Auditoria trava R$ 150 milhões e deixa janela do Vasco por um fio

O Vasco alega urgência para reforçar o caixa, mas a Justiça rejeita novos endividamentos antes de examinar as contas. Com a análise podendo levar até 30 dias, o dinheiro corre o risco de chegar após o fechamento da janela.
Auditoria trava R$ 150 milhões e deixa janela do Vasco por um fio

Auditoria trava R$ 150 milhões e deixa janela do Vasco por um fio
O Vasco diz que precisa de dinheiro imediatamente; a Justiça quer saber, antes, como o clube chegou até aqui.
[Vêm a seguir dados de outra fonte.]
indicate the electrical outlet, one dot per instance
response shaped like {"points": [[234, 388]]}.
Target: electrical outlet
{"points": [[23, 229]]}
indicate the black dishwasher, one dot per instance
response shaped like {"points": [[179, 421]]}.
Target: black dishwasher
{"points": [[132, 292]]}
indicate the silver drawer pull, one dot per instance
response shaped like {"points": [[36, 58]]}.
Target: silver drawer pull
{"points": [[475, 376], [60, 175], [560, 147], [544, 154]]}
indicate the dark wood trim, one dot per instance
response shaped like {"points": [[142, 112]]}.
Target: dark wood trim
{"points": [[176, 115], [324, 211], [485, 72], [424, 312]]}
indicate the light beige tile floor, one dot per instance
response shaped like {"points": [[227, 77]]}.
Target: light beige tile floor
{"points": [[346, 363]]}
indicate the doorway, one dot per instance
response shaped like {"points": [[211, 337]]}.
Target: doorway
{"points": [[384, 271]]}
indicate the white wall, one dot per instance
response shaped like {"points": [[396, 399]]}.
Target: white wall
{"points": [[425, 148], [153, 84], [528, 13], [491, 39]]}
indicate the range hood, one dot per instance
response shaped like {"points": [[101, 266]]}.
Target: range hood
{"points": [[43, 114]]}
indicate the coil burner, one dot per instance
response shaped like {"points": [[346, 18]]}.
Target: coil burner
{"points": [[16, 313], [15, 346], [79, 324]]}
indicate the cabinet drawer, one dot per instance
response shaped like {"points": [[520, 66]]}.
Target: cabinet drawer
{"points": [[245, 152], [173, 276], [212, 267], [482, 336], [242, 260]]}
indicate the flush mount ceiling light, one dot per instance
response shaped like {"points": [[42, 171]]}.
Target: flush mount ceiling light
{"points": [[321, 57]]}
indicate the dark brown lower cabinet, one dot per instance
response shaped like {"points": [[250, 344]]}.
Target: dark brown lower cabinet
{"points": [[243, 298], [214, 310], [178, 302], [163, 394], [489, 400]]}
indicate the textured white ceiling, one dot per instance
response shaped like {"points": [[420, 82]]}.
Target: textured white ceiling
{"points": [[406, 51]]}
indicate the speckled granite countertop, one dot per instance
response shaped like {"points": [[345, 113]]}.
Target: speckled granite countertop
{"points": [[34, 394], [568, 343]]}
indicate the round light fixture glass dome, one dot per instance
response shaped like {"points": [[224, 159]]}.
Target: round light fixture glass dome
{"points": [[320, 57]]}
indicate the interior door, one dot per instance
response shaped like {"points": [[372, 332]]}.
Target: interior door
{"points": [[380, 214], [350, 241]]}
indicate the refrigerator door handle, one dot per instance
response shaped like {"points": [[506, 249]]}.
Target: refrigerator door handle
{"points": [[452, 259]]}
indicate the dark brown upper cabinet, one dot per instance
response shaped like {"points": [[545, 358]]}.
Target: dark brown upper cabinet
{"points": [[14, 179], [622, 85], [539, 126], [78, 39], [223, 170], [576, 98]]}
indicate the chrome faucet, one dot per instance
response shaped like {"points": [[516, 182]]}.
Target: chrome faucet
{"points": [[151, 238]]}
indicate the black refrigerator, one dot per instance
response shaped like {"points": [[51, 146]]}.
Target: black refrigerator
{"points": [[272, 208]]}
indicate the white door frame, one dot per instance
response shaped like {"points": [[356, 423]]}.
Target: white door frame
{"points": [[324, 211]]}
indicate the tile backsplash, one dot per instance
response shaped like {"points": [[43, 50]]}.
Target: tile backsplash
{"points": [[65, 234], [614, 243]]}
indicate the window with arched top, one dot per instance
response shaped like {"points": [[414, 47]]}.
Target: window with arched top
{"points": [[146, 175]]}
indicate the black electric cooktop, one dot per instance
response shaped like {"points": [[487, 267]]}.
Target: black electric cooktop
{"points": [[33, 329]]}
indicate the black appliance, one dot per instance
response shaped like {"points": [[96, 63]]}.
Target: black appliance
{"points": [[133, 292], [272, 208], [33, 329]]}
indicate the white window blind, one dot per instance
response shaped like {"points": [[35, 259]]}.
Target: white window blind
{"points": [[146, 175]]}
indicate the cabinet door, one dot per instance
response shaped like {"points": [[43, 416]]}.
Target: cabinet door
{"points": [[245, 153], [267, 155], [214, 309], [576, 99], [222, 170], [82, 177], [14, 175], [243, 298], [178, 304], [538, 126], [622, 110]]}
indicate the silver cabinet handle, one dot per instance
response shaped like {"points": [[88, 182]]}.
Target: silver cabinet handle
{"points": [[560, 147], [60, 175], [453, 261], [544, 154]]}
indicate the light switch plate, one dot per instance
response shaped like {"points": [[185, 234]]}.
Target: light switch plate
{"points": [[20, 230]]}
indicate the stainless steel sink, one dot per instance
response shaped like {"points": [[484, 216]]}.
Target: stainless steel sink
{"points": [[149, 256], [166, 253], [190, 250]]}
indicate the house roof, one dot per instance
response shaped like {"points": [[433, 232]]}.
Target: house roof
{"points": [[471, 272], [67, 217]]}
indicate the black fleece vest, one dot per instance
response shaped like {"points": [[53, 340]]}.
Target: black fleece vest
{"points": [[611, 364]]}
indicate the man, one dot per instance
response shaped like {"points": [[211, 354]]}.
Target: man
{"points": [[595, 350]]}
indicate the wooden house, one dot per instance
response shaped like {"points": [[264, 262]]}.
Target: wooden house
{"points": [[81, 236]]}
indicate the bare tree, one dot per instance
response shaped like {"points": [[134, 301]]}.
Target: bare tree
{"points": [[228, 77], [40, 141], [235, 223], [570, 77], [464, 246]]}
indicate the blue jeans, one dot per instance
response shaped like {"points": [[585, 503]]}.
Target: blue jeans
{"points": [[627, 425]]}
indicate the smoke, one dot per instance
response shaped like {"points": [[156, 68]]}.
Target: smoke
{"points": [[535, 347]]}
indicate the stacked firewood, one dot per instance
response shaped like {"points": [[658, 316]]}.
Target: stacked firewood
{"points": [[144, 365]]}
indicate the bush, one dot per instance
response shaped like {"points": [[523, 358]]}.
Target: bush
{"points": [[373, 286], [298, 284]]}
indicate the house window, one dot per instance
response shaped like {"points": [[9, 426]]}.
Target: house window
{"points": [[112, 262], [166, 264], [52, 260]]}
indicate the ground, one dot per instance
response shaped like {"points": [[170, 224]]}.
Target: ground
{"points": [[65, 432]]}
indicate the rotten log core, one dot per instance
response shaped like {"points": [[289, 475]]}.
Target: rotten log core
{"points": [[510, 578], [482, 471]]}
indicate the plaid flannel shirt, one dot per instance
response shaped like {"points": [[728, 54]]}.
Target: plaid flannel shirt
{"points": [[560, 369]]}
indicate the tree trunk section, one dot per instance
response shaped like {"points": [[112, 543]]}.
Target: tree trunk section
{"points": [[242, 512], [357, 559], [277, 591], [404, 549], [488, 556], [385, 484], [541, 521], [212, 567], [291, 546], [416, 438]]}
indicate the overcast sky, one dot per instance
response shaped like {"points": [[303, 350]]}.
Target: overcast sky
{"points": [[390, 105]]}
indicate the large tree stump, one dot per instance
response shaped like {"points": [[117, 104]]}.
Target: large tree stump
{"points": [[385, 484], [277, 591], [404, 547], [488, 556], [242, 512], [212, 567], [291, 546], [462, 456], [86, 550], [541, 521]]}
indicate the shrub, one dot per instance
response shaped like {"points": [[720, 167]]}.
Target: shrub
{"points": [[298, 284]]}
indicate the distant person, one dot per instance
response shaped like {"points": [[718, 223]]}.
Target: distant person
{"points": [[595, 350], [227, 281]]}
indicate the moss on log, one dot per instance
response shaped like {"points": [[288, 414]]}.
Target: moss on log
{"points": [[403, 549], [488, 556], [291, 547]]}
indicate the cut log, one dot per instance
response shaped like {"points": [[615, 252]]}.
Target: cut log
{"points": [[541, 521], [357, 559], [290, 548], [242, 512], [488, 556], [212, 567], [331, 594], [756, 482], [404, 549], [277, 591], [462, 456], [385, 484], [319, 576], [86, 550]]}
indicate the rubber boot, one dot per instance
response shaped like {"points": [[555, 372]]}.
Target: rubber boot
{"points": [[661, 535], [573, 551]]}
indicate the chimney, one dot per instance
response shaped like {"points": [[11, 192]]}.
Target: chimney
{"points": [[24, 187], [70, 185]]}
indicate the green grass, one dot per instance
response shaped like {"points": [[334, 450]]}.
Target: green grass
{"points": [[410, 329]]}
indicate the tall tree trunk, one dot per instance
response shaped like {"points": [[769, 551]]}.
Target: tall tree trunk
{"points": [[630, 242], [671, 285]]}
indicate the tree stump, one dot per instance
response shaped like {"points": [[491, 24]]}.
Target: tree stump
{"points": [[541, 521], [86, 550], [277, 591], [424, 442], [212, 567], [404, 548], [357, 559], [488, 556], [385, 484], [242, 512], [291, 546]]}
No choque entre urgência esportiva e cautela financeira, um empréstimo de R$ 150 milhões ficou suspenso — e o planejamento para a janela de contratações entrou em contagem regressiva.

O clube pediu autorização para contratar um financiamento DIP, modalidade destinada a empresas em recuperação judicial. Segundo o Vasco, os recursos disponíveis poderiam acabar já na quinta-feira seguinte ao pedido, tornando a operação essencial para manter o caixa funcionando.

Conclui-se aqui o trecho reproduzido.